By late February 2023, 30 rapid antigen tests had earned FDA emergency authorization for at-home use without a prescription. Using these tests frequently—for school attendance, before and after a large indoor gathering, prior to seeing a vulnerable person—can help reduce risk of spreading the coronavirus. For many people, it makes sense to keep at least a few of these tests on hand. Rapid tests were once hard to find, especially during the initial Omicron surge, but now they’re more widely available. For much of 2022 and to date in 2023, all US households have been able to request free tests mailed to their homes.
Below are seven antigen test kits authorized by the FDA that we’ve found to be relatively affordable and that are sold through multiple retailers. We list all FDA-authorized tests available for purchase, including some at-home molecular tests kits, below.
The FDA has identified counterfeit versions of the Flowflex test being sold in the US. Read on for how to check for signs of counterfeit tests and what to do if you suspect you have a fake test.
As of January 15, 2022 (and through early May 2023), private health insurers are required to cover the cost of up to eight at-home tests per person per month. Insurers have been encouraged to set up programs that will allow people to avoid paying out of pocket or having to submit a claim, and you may be able to pick them up directly at your pharmacy at no cost (the pharmacy automatically bills your insurance). If you do buy a test outside your insurer’s preferred network of pharmacies and retailers, you should still be reimbursed for up to $12 per test (you will have to cover the rest of the cost).

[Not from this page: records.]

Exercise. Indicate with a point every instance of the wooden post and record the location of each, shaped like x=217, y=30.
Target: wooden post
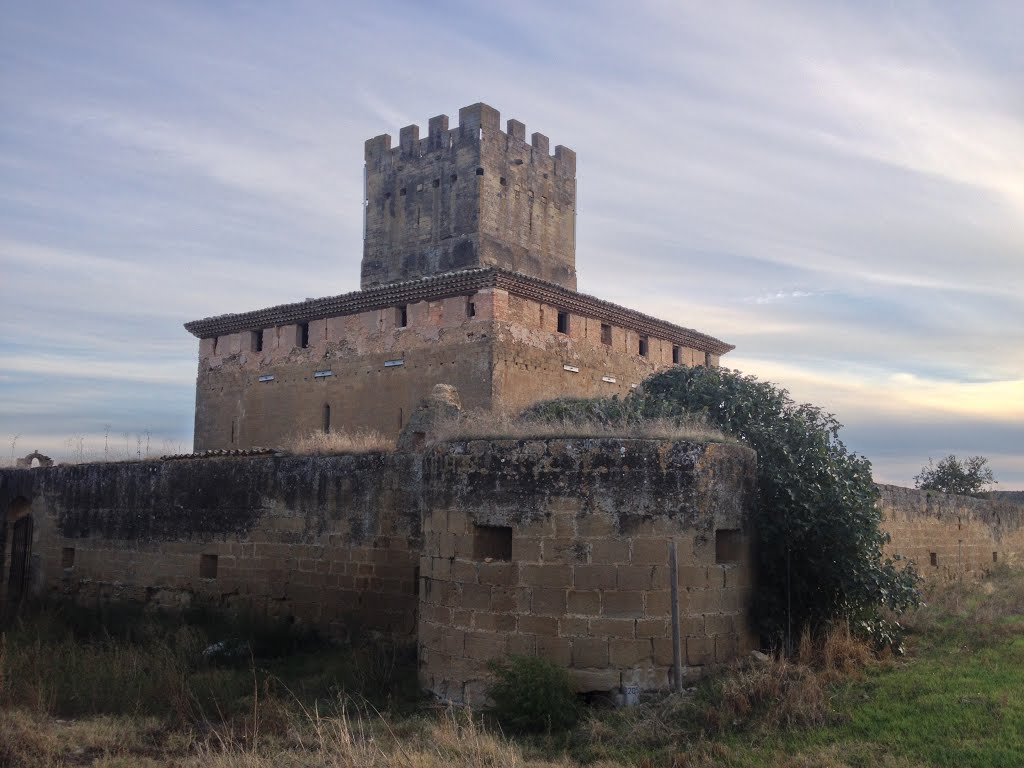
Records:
x=677, y=651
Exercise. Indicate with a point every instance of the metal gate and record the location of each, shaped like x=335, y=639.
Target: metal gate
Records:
x=20, y=556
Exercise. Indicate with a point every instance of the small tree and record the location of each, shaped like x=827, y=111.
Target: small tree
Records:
x=969, y=477
x=818, y=538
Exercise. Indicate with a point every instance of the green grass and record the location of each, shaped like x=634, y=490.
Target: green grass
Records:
x=136, y=690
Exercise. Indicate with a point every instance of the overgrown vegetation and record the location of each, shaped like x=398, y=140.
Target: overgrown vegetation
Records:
x=953, y=700
x=532, y=695
x=969, y=477
x=327, y=443
x=574, y=418
x=819, y=545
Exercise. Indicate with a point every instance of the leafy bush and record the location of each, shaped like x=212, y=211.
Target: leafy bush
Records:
x=969, y=477
x=819, y=546
x=532, y=694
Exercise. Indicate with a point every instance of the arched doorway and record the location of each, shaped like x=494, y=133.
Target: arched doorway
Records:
x=17, y=549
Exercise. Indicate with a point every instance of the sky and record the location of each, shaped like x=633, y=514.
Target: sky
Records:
x=837, y=188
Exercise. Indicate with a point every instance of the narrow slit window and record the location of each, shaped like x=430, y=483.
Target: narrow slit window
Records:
x=492, y=543
x=207, y=566
x=728, y=546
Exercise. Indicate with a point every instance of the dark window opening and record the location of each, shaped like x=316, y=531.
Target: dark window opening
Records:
x=492, y=543
x=728, y=546
x=207, y=566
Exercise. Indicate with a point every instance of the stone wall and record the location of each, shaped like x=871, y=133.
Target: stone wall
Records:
x=329, y=541
x=560, y=549
x=952, y=536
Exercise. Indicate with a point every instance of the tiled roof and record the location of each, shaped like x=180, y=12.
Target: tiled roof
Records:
x=456, y=284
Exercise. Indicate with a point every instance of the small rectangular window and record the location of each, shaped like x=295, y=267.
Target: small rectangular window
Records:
x=728, y=546
x=492, y=543
x=207, y=566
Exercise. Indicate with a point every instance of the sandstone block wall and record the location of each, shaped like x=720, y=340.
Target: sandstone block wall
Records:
x=948, y=537
x=584, y=576
x=328, y=541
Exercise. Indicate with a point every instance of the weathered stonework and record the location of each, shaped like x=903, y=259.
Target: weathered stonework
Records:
x=392, y=542
x=468, y=278
x=951, y=537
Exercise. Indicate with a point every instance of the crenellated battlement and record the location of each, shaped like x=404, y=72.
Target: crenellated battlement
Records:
x=477, y=123
x=469, y=196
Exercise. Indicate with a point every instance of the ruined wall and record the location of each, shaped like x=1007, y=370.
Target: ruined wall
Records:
x=468, y=197
x=951, y=536
x=559, y=548
x=329, y=541
x=499, y=350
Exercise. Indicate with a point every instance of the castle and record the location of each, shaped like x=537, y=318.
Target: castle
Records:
x=628, y=561
x=468, y=278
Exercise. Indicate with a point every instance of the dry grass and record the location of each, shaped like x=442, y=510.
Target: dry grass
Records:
x=484, y=425
x=328, y=443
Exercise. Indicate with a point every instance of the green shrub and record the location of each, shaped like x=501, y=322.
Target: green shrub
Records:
x=532, y=694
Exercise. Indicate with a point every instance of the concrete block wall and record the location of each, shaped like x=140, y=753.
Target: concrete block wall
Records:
x=585, y=580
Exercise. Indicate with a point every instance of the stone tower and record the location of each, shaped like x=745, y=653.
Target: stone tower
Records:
x=468, y=197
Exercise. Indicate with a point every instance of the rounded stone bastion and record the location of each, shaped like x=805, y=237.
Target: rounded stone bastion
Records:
x=560, y=549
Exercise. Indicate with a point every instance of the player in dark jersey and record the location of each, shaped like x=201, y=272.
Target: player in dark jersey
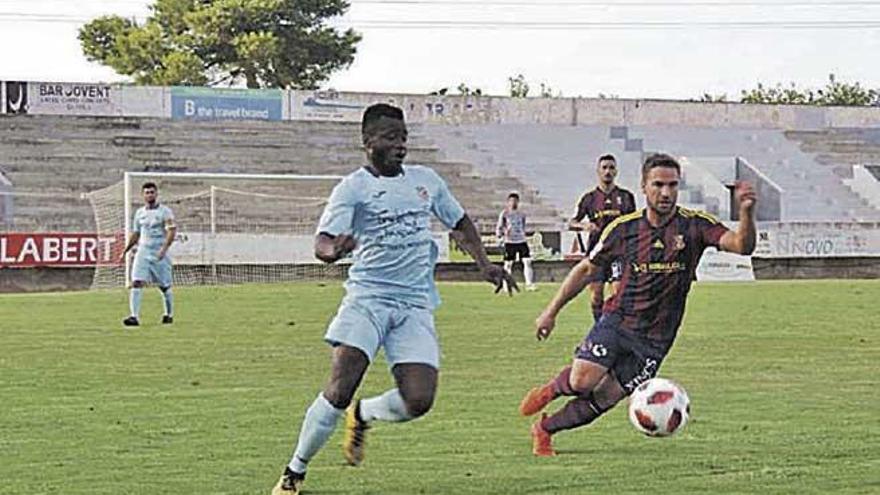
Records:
x=600, y=207
x=660, y=247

For now, you can also order free tests from COVIDtests.gov. Each residential address is currently allocated four tests, no matter the size of the household.
Access to free at-home COVID tests—by mail, from the federal government, or through private insurance—will likely end with the country’s transition out of a state of public health emergency, beginning May 11, 2023. In an interview with The New York Times, Jennifer Kates, a senior vice president at the Kaiser Family Foundation, recommended that eligible folks stock up on free tests while they can.